This may just be a passing fancy. He has had other women before
you. He may have others after you. He may go back to Mrs. Witla. It
doesn't make any difference what he tells you. You ought to test
him before you break up his home and mine. If he really loves you,
he will agree readily enough. Do this for me, Suzanne, and I will
never cross your path any more. If you will wait a year you can do
anything you choose. I can only hope you won't go to him without
going as his wife, but if you insist, I will hush the matter up as
best I can. Write to him and tell him that you have decided that
you both ought to wait a year. You don't need to see him any more.
It will just stir things all up afresh. If you don't see him, but
just write, it will be better for him, too. He won't feel so badly
as he will if you see him again and go all over the ground once
more."

Mrs. Dale was terribly afraid of Eugene's influence, but she
could not accomplish this.

"I won't do that," said Suzanne, "I won't do it. I'm going back
to New York, that's all there is about it!" Mrs. Dale finally
yielded that much. She had to.

There was a letter from Suzanne after three days, saying that
she couldn't answer his letter in full, but that she was coming
back to New York and would see him, and subsequently a meeting
between Suzanne and Eugene at Daleview in her mother's presence—Dr.
Woolley and Mr. Pitcairn were in another part of the house at the
time—in which the proposals were gone over anew.

Eugene had motored down after Mrs. Dale's demands had been put
before him in the gloomiest and yet more feverish frame of mind in
which he had ever been,—gloomy because of heavy forebodings of evil
and his own dark financial condition—while inspirited at other
moments by thoughts of some splendid, eager revolt on the part of
Suzanne, of her rushing to him, defying all, declaring herself
violently and convincingly, and so coming off a victor with him.
His faith in her love was still so great.

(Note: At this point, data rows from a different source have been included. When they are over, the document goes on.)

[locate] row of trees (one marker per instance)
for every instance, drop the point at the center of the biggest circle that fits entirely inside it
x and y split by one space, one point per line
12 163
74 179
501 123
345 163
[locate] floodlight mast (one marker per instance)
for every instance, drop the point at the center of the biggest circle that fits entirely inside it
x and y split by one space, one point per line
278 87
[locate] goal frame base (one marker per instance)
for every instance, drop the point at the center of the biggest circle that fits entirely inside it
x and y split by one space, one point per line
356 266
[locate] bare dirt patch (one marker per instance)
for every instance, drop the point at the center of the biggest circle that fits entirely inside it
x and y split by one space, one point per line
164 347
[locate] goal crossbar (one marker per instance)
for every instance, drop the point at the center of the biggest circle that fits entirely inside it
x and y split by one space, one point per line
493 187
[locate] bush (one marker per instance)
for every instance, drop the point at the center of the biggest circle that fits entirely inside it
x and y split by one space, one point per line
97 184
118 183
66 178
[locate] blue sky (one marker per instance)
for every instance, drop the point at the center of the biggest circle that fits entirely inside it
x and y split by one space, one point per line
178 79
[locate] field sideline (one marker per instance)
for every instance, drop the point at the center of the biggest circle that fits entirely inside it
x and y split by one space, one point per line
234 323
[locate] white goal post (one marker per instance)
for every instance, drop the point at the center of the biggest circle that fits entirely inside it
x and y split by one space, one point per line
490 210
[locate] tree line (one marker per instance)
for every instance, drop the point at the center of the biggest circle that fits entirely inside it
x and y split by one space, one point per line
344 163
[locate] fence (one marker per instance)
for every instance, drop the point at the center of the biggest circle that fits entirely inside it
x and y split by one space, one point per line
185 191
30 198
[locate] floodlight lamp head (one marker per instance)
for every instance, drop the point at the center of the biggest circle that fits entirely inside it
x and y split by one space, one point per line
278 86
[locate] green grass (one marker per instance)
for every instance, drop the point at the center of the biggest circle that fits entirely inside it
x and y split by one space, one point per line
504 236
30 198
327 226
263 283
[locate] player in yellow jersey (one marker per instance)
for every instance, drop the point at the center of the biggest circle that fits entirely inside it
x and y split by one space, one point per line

The night was one of those cold October ones with a steely sky
and a sickle moon, harbinger of frost, newly seen in the west, and
pointed stars thickening overhead. As he sat in his car on the
Staten Island ferry boat, he could see a long line of southward
bound ducks, homing to those reedy marshes which Bryant had in mind
when he wrote "To a Waterfowl." They were honking as they went,
their faint "quacks" coming back on the thin air and making him
feel desperately lonely and bereft. When he reached Daleview,
speeding past October trees, and entered the great drawing-room
where a fire was blazing and where once in spring he had danced
with Suzanne, his heart leaped up, for he was to see her, and the
mere sight of her was as a tonic to his fevered body—a cool drink
to a thirsting man.

Mrs. Dale stared at Eugene defiantly when he came, but Suzanne
welcomed him to her embrace. "Oh!" she exclaimed, holding him close
for a few moments and breathing feverishly. There was complete
silence for a time.

"Mama insists, Eugene," she said after a time, "that we ought to
wait a year, and I think since there is such a fuss about it, that
perhaps it might be just as well. We may have been just a little
hasty, don't you think? I have told mama what I think about her
action in going to Mr. Colfax, but she doesn't seem to care. She is
threatening now to have me adjudged insane. A year won't make any
real difference since I am coming to you, anyhow, will it? But I
thought I ought to tell you this in person, to ask you about
it"—she paused, looking into his eyes.

"I thought we settled all this up in St. Jacques?" said Eugene,
turning to Mrs. Dale, but experiencing a sinking sensation of
fear.

"We did, all except the matter of not seeing her. I think it is
highly inadvisable that you two should be together. It isn't
possible the way things stand. People will talk. Your wife's
condition has to be adjusted. You can't be running around with her
and a child coming to you. I want Suzanne to go away for a year
where she can be calm and think it all out, and I want you to let
her. If she still insists that she wants you after that, and will
not listen to the logic of the situation in regard to marriage,
then I propose to wash my hands of the whole thing. She may have
her inheritance. She may have you if she wants you. If you have
come to your senses by that time, as I hope you will have, you will
get a divorce, or go back to Mrs. Witla, or do whatever you do in a
sensible way."

She did not want to incense Eugene here, but she was very
bitter.

Eugene merely frowned.

"Is this your decision, Suzanne, too?" he asked wearily.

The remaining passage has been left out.